About the Coffee Maker March 13, 2017Posted by Peter Varhol in Uncategorized.
So as I continue to read about how companies have discovered the magic path to innovation, putting everyone in the same room, with personal space bumped up against one another, in reach of the coffee machine, in order to innovate, I have several succinct comments:
- I don’t drink coffee, and in fact hate the smell of it. You will not find me near the coffee maker.
- This worked for Yahoo so well, right?
- Everything thinks that the solution is to throw people together, stir, and wait for innovation.
It’s not nearly that easy, of course, and organizations are stupid if they think that it is. Yet we as institutions continue to persist in believing that it is.
Fifteen years ago, I worked for a company whose CEO abruptly decided that all employees needed to be in an office in order to bask in the company culture, and one day fired all of those who didn’t go into an office on a daily basis.

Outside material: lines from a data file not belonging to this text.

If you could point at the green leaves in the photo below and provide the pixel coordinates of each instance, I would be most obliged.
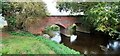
(22, 12)
(101, 16)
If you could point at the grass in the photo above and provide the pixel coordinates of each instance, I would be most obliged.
(26, 43)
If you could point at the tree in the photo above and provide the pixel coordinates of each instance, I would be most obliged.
(102, 16)
(18, 14)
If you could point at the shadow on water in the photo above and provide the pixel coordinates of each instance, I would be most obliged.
(97, 43)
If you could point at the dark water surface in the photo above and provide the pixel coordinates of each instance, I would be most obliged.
(92, 44)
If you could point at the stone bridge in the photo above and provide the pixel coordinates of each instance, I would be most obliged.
(63, 21)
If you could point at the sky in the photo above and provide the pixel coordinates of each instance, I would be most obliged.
(51, 7)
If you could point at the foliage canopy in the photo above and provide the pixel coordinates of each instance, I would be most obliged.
(100, 16)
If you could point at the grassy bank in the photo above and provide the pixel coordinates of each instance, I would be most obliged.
(26, 43)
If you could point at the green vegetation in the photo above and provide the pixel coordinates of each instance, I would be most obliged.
(100, 16)
(19, 15)
(50, 29)
(26, 43)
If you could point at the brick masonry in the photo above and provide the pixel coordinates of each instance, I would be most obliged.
(64, 21)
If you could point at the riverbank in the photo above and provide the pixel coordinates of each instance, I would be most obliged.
(26, 43)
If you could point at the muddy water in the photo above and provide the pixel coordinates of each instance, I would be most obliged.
(92, 44)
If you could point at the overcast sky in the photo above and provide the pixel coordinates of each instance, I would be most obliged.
(51, 7)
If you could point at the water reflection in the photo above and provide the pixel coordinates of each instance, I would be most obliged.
(89, 44)
(92, 44)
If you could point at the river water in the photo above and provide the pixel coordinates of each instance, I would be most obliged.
(92, 43)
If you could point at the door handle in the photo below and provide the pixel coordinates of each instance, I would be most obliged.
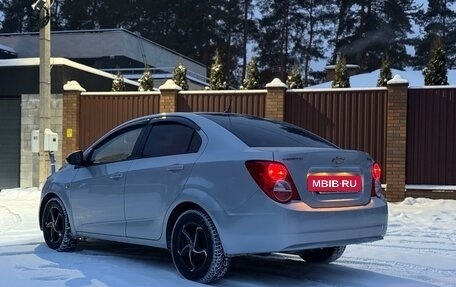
(116, 175)
(175, 167)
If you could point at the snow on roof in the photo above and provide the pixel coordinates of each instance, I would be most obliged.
(415, 79)
(60, 61)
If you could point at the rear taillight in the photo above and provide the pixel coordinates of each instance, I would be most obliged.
(376, 171)
(376, 184)
(274, 179)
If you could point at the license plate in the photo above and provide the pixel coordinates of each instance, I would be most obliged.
(336, 183)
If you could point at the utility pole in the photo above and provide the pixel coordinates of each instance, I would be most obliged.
(43, 6)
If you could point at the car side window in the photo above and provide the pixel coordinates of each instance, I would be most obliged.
(118, 148)
(171, 139)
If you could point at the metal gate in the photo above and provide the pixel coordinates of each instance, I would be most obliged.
(10, 141)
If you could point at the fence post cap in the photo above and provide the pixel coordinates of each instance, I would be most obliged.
(73, 86)
(276, 83)
(397, 79)
(170, 85)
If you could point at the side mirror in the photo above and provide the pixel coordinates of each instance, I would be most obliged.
(75, 158)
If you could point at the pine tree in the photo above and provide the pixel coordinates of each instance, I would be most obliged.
(216, 80)
(341, 78)
(118, 84)
(438, 20)
(252, 79)
(146, 82)
(436, 72)
(180, 76)
(294, 80)
(385, 73)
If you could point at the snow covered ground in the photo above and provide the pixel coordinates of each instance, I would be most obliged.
(419, 250)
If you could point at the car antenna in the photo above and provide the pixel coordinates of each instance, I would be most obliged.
(228, 110)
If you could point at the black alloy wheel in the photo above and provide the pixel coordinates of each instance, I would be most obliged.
(196, 248)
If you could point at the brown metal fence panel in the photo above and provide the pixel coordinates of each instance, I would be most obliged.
(431, 136)
(246, 102)
(352, 119)
(102, 112)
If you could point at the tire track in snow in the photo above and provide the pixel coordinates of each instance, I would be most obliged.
(8, 219)
(427, 274)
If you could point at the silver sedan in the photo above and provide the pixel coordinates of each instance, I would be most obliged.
(211, 186)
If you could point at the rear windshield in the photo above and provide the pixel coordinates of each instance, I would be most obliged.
(258, 132)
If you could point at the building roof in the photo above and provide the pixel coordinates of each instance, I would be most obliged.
(21, 76)
(109, 50)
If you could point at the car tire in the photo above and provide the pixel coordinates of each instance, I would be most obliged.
(322, 255)
(196, 248)
(56, 227)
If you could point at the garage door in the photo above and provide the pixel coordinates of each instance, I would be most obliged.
(10, 137)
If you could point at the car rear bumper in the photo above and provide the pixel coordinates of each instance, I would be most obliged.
(296, 226)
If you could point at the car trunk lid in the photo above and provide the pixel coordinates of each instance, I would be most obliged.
(327, 177)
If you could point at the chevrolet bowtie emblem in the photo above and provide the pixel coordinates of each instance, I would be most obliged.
(338, 160)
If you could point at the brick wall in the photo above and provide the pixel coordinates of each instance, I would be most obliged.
(396, 139)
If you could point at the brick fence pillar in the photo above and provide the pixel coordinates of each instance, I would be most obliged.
(70, 118)
(275, 100)
(396, 138)
(168, 96)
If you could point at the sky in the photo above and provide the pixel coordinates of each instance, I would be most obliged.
(419, 250)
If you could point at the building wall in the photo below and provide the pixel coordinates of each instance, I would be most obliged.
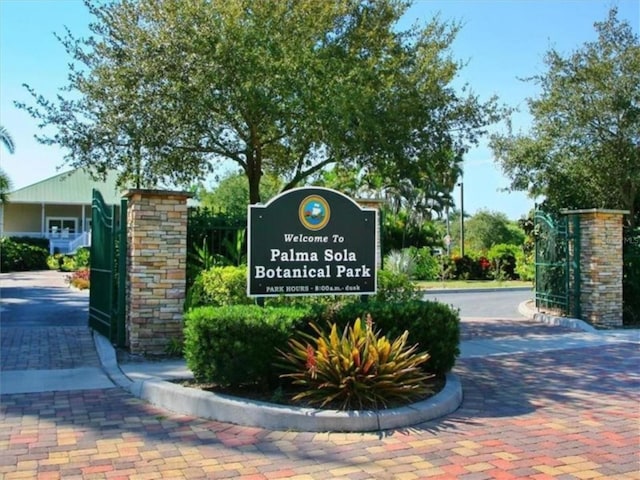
(25, 217)
(20, 217)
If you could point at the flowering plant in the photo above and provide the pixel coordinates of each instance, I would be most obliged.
(360, 369)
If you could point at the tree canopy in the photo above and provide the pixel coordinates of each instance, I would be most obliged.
(231, 196)
(583, 150)
(485, 229)
(168, 90)
(5, 182)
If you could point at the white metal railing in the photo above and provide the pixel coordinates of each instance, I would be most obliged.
(63, 242)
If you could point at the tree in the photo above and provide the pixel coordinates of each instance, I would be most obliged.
(485, 229)
(583, 150)
(231, 195)
(7, 140)
(168, 90)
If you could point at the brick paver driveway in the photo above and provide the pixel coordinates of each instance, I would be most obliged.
(566, 414)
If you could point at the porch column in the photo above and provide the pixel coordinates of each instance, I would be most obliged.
(156, 269)
(600, 259)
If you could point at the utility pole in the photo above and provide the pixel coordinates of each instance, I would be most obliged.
(461, 185)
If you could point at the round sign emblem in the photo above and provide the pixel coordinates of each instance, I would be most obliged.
(314, 212)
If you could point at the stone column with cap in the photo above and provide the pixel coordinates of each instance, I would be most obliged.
(601, 263)
(156, 269)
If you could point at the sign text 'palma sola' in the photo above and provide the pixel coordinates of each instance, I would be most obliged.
(311, 241)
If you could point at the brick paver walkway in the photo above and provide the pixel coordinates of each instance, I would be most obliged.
(570, 414)
(566, 414)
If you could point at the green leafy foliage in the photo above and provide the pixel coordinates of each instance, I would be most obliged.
(19, 255)
(582, 150)
(434, 326)
(631, 277)
(213, 239)
(395, 287)
(427, 265)
(170, 91)
(219, 286)
(80, 279)
(401, 231)
(503, 261)
(236, 345)
(231, 196)
(401, 262)
(81, 259)
(361, 369)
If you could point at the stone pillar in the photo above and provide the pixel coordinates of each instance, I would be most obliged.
(156, 269)
(375, 204)
(600, 265)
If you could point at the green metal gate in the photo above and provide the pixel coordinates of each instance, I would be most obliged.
(557, 263)
(108, 265)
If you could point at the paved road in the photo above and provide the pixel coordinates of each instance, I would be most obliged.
(563, 414)
(490, 304)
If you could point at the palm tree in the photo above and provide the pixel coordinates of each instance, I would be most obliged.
(5, 181)
(5, 137)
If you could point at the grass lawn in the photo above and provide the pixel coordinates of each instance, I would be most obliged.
(424, 285)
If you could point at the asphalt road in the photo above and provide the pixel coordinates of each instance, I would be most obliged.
(501, 303)
(28, 301)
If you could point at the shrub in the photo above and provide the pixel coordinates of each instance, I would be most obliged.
(427, 266)
(54, 262)
(33, 241)
(401, 261)
(80, 279)
(236, 345)
(219, 286)
(83, 257)
(525, 266)
(18, 256)
(359, 370)
(395, 287)
(467, 268)
(434, 326)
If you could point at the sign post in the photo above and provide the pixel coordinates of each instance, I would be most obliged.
(311, 241)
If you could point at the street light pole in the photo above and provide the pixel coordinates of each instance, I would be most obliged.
(461, 185)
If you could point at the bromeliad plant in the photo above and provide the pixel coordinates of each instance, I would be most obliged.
(359, 370)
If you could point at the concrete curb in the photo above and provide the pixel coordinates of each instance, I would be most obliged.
(240, 411)
(109, 361)
(526, 310)
(475, 290)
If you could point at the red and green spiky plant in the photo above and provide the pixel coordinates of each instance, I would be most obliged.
(361, 369)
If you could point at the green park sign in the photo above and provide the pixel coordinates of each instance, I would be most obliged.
(311, 241)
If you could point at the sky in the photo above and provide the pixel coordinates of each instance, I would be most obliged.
(500, 42)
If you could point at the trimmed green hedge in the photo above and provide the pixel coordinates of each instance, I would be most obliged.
(237, 345)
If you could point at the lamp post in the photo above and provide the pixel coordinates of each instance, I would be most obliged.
(461, 185)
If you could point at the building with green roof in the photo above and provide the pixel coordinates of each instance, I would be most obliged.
(57, 208)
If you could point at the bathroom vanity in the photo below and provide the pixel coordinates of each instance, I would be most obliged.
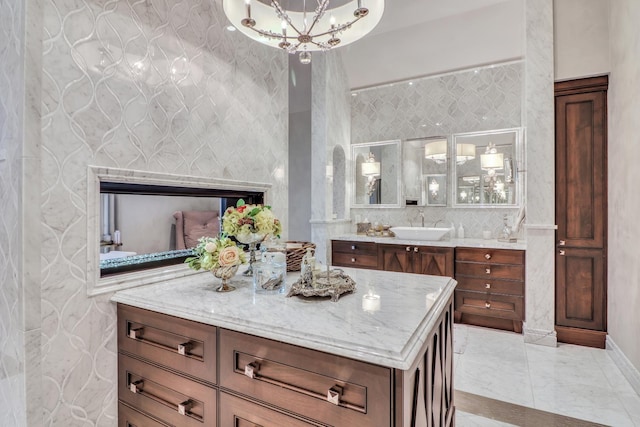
(490, 274)
(382, 356)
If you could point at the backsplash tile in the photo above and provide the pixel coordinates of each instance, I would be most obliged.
(474, 100)
(150, 86)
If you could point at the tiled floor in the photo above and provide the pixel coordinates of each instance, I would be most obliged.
(575, 381)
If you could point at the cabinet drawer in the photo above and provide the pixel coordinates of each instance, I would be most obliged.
(498, 256)
(353, 260)
(492, 305)
(494, 271)
(129, 417)
(169, 397)
(509, 287)
(238, 412)
(178, 344)
(358, 248)
(299, 380)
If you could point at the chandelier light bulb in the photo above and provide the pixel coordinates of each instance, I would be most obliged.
(303, 28)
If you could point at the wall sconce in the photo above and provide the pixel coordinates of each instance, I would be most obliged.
(371, 169)
(491, 161)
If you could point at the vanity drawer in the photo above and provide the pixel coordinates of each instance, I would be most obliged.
(354, 248)
(129, 417)
(178, 344)
(353, 260)
(498, 256)
(299, 380)
(509, 287)
(169, 397)
(238, 412)
(488, 304)
(487, 270)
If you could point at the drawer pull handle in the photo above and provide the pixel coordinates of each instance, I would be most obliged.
(251, 369)
(334, 394)
(185, 407)
(136, 387)
(135, 333)
(185, 348)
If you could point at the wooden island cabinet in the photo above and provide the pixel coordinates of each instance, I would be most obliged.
(189, 356)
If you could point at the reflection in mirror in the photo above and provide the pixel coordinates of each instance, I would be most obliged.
(376, 176)
(486, 177)
(145, 226)
(422, 157)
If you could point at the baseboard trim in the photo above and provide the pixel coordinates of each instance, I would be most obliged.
(540, 337)
(626, 367)
(579, 336)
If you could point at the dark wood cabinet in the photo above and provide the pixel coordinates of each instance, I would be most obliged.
(490, 289)
(581, 211)
(437, 261)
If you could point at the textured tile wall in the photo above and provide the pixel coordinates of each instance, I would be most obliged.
(147, 85)
(478, 99)
(12, 327)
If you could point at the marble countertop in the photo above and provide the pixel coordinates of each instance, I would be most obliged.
(447, 243)
(390, 336)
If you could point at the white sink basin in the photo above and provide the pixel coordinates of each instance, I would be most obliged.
(419, 233)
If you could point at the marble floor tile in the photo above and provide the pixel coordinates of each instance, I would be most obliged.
(568, 380)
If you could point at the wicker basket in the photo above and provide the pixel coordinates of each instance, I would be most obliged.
(295, 252)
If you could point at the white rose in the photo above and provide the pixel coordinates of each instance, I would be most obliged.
(229, 256)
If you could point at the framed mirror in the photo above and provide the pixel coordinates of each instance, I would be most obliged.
(485, 174)
(376, 175)
(422, 157)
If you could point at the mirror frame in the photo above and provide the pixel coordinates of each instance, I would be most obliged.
(517, 160)
(147, 274)
(352, 174)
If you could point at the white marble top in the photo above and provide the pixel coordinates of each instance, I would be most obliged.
(447, 243)
(391, 336)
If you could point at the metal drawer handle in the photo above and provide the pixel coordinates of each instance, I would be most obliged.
(136, 333)
(334, 394)
(136, 387)
(251, 369)
(185, 348)
(185, 407)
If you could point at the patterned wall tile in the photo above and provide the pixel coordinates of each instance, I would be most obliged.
(474, 100)
(148, 85)
(12, 327)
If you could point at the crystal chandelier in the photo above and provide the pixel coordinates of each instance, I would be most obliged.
(293, 26)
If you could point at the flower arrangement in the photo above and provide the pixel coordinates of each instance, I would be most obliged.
(244, 220)
(215, 252)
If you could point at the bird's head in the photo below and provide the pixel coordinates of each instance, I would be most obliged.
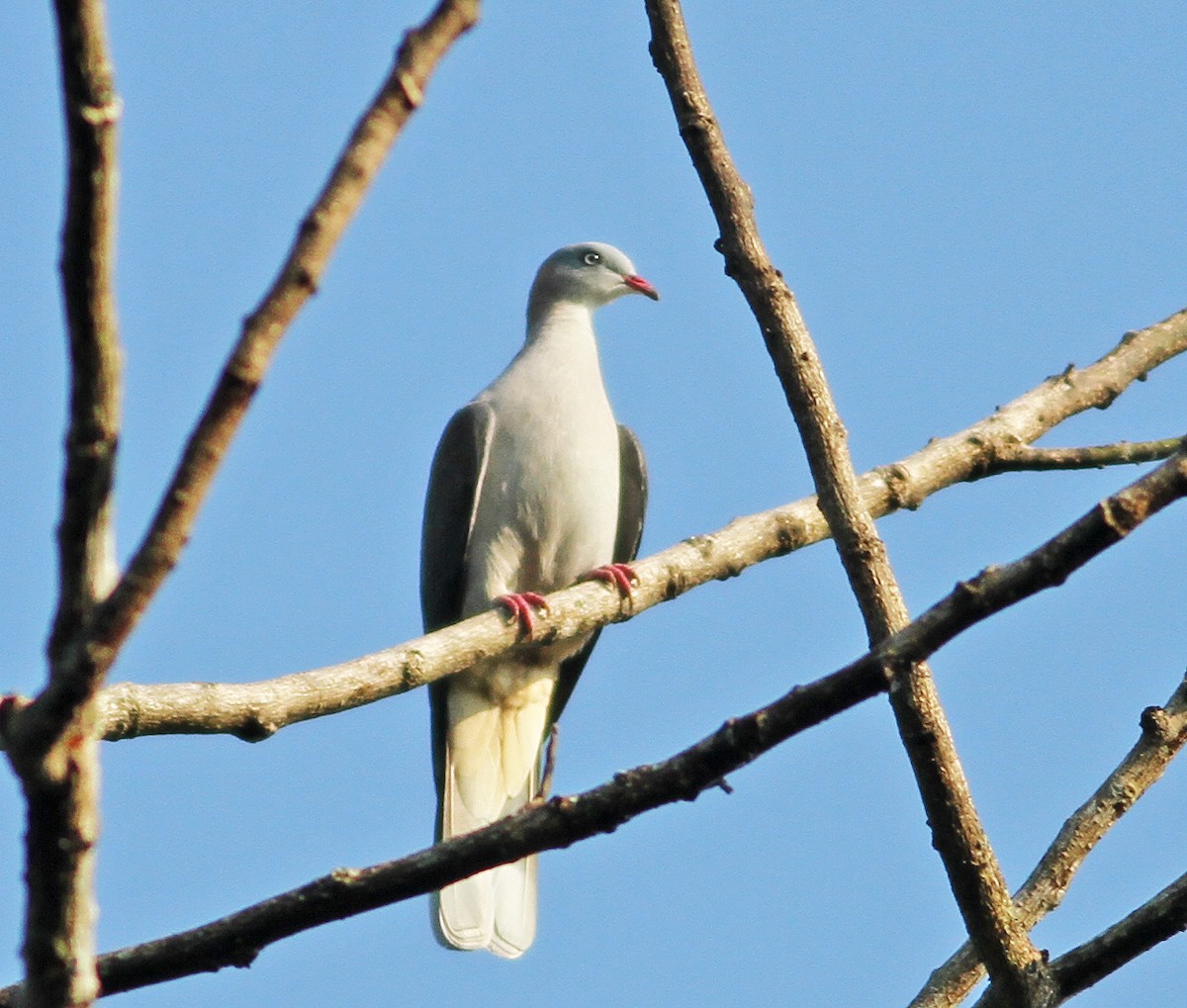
(591, 274)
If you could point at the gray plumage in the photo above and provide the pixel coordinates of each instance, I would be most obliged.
(533, 485)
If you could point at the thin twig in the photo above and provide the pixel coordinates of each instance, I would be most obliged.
(51, 741)
(236, 939)
(1156, 920)
(255, 710)
(1013, 457)
(59, 770)
(1163, 736)
(318, 237)
(974, 875)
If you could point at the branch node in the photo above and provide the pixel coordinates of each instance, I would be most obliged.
(412, 92)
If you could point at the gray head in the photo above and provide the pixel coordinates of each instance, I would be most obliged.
(591, 274)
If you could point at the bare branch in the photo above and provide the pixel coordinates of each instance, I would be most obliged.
(318, 236)
(1154, 921)
(976, 877)
(255, 710)
(1163, 735)
(1026, 458)
(92, 111)
(236, 939)
(51, 740)
(58, 769)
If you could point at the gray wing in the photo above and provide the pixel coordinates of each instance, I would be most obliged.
(632, 508)
(451, 503)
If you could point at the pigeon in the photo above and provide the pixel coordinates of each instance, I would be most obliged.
(533, 486)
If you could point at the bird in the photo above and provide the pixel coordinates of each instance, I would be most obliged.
(533, 486)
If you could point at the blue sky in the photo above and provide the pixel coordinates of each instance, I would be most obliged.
(964, 200)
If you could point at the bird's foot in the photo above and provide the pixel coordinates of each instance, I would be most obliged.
(621, 576)
(521, 606)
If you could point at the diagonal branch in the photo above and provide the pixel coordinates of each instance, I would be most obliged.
(974, 875)
(1163, 736)
(1156, 920)
(51, 741)
(93, 652)
(1026, 458)
(255, 710)
(59, 773)
(92, 111)
(236, 939)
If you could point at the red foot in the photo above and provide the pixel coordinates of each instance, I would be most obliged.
(520, 605)
(621, 576)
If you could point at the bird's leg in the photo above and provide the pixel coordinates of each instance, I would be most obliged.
(550, 765)
(621, 576)
(521, 605)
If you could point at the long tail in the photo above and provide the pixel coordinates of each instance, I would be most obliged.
(492, 770)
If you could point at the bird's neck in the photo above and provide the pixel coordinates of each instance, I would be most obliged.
(561, 341)
(549, 318)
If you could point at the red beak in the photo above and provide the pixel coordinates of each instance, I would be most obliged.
(639, 284)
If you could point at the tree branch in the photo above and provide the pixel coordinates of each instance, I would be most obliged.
(974, 875)
(237, 938)
(1015, 457)
(318, 237)
(1163, 736)
(51, 741)
(58, 769)
(255, 710)
(1154, 921)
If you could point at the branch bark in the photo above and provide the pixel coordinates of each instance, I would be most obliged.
(974, 875)
(237, 938)
(254, 711)
(58, 767)
(1154, 921)
(51, 741)
(1163, 736)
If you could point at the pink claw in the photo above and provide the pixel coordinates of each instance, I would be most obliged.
(621, 576)
(521, 605)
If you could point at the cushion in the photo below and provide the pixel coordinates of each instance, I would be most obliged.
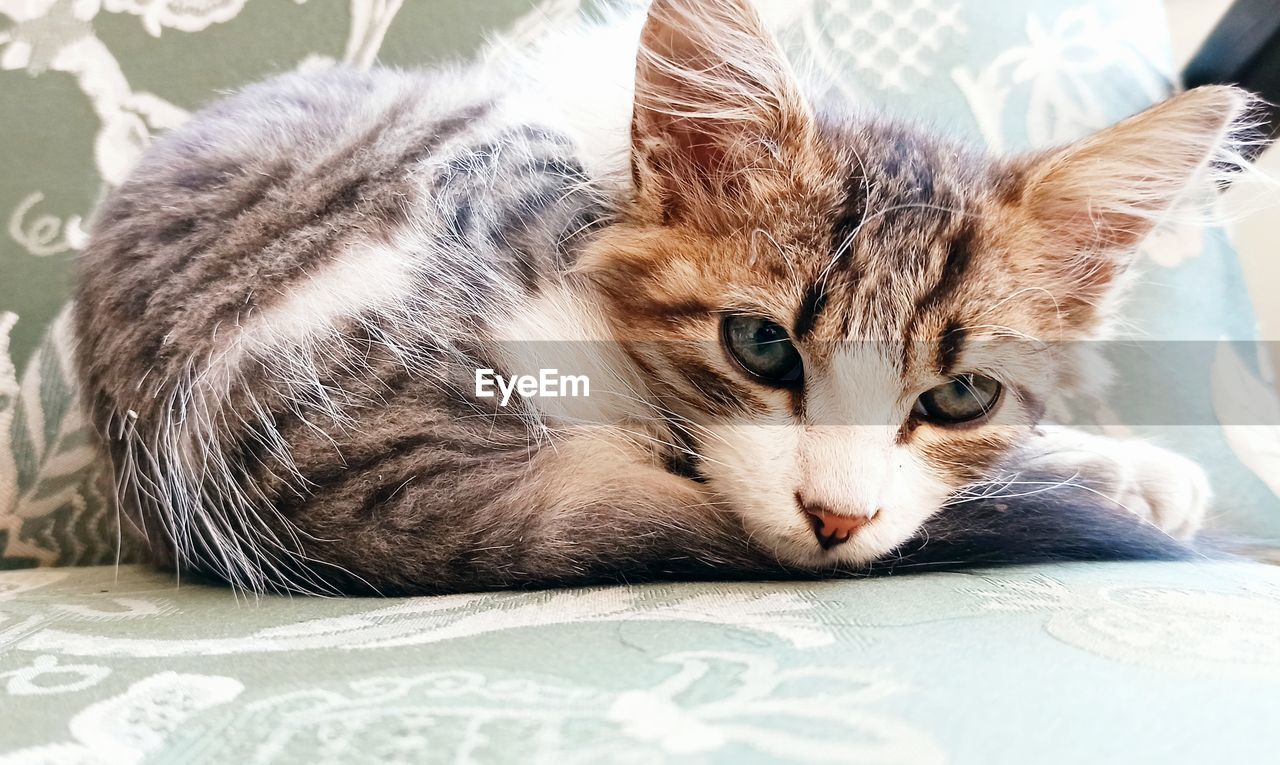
(85, 86)
(1115, 663)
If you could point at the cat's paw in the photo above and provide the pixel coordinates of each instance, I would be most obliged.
(1164, 488)
(1161, 486)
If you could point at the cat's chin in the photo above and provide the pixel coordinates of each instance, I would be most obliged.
(869, 544)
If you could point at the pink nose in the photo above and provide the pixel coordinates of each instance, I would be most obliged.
(832, 528)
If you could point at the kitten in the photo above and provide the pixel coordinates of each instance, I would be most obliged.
(785, 314)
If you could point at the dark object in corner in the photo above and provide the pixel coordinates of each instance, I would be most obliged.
(1243, 49)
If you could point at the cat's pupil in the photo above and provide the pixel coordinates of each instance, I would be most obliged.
(763, 348)
(963, 398)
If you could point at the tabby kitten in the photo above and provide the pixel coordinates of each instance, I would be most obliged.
(785, 315)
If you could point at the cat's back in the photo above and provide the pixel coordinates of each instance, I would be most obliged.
(314, 198)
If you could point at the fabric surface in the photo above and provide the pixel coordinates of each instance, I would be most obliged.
(86, 83)
(1105, 663)
(1150, 663)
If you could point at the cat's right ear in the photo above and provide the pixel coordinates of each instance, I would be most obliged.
(717, 110)
(1105, 193)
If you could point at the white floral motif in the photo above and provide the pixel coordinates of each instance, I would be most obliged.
(186, 15)
(883, 41)
(1057, 72)
(424, 621)
(1249, 412)
(675, 717)
(59, 453)
(33, 681)
(123, 729)
(46, 234)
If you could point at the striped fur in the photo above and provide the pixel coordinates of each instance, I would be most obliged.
(282, 312)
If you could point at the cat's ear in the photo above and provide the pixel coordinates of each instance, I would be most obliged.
(1105, 193)
(716, 106)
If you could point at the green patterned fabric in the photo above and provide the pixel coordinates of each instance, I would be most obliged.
(86, 83)
(1109, 663)
(1152, 663)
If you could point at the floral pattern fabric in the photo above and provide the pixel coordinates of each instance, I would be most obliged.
(85, 85)
(1148, 663)
(1132, 663)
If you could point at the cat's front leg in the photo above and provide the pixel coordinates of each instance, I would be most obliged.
(1159, 485)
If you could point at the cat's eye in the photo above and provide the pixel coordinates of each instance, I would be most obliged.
(960, 399)
(763, 348)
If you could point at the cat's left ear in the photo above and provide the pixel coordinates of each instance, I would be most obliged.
(717, 110)
(1101, 196)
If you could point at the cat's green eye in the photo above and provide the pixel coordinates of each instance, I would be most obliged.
(960, 399)
(763, 348)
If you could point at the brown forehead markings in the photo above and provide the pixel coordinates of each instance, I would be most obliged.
(950, 343)
(812, 306)
(851, 214)
(722, 394)
(952, 273)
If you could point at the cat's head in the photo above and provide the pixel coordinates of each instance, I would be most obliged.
(824, 297)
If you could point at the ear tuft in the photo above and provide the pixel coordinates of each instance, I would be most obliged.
(1109, 191)
(714, 97)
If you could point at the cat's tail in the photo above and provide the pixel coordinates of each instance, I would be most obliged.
(1068, 523)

Of course, management can do what it wants. And usually does. But all too often organizations and their managements engage in groupthink. If a power broker says that we need to put people together in the same room and let them percolate, then that’s what companies do.
It’s not that easy, folks. And too many people think that it is (I’m talking about you, Marissa Mayer). Mayer, of course, was faced with a very difficult job – what did Yahoo want to be when it grew up (it should have been Facebook before Facebook). And she ended up with about $200 million for failing. You know, we all want to succeed in our endeavors, but a bunch of money makes it easier to accept our limitations.
The real problem is that executives tend to think that there is a straightforward answer that only they have thought of. I am sorry, they are not paid to be drive-by executives, just making a few pithy comments and leaving it to others to do any hard work. The answers are not easy, and implementing them is not easy.